Bidirectional User Throughput Maximization Based on Feedback Reduction in LiFi Networks

TL;DR

This paper proposes feedback reduction techniques for LiFi networks, leveraging the static optical channel to enhance bidirectional throughput by minimizing feedback without sacrificing performance.

Contribution

It introduces two novel feedback reduction schemes for LiFi networks and derives the optimal update interval to maximize user throughput.

Findings

Proposed schemes outperform one-bit and full-feedback methods in throughput.

Optimal update interval significantly improves bidirectional user throughput.

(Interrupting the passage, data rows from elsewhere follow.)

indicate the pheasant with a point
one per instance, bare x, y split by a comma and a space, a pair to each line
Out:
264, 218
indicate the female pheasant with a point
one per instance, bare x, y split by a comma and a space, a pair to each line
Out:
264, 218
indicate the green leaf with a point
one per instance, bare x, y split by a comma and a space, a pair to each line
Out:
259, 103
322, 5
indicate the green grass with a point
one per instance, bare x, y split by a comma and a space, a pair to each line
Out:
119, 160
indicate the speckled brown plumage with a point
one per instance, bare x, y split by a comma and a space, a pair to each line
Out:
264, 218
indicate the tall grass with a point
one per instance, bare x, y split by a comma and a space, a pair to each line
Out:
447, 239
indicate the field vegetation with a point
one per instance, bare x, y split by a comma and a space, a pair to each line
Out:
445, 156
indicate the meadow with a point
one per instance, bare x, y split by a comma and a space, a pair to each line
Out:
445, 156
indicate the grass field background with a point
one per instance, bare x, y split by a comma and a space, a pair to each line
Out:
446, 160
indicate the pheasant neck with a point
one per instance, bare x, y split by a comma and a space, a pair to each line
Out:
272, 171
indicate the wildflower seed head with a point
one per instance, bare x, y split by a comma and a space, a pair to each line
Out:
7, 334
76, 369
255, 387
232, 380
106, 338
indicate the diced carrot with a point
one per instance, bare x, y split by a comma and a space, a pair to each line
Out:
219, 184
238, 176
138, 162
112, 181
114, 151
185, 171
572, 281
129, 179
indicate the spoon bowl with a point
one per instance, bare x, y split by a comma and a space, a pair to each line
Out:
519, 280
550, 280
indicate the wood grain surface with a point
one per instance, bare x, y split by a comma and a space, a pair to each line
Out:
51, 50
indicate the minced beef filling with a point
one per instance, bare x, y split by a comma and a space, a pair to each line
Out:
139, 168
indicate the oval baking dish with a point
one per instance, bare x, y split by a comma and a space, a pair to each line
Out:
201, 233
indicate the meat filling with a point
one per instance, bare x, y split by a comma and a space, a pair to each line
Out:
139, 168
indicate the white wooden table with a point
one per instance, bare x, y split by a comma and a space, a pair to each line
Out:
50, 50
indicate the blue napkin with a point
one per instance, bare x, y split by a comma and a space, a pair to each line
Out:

Feedback reduction maintains high performance with less overhead.

Abstract

Channel adaptive signalling, which is based on feedback, can result in almost any performance metric enhancement. Unlike the radio frequency (RF) channel, the optical wireless communications (OWCs) channel is fairly static. This feature enables a potential improvement of the bidirectional user throughput by reducing the amount of feedback. Light-Fidelity (LiFi) is a subset of OWCs, and it is a bidirectional, high-speed and fully networked wireless communication technology where visible light and infrared are used in downlink and uplink respectively. In this paper, two techniques for reducing the amount of feedback in LiFi cellular networks are proposed, i) Limited-content feedback (LCF) scheme based on reducing the content of feedback information and ii) Limited-frequency feedback (LFF) based on the update interval scheme that lets the receiver to transmit feedback information after some data frames transmission. Furthermore, based on the random waypoint (RWP) mobility model, the optimum update interval which provides maximum bidirectional user equipment (UE) throughput, has been derived. Results show that the proposed schemes can achieve better average overall throughput compared to the benchmark one-bit feedback and full-feedback mechanisms.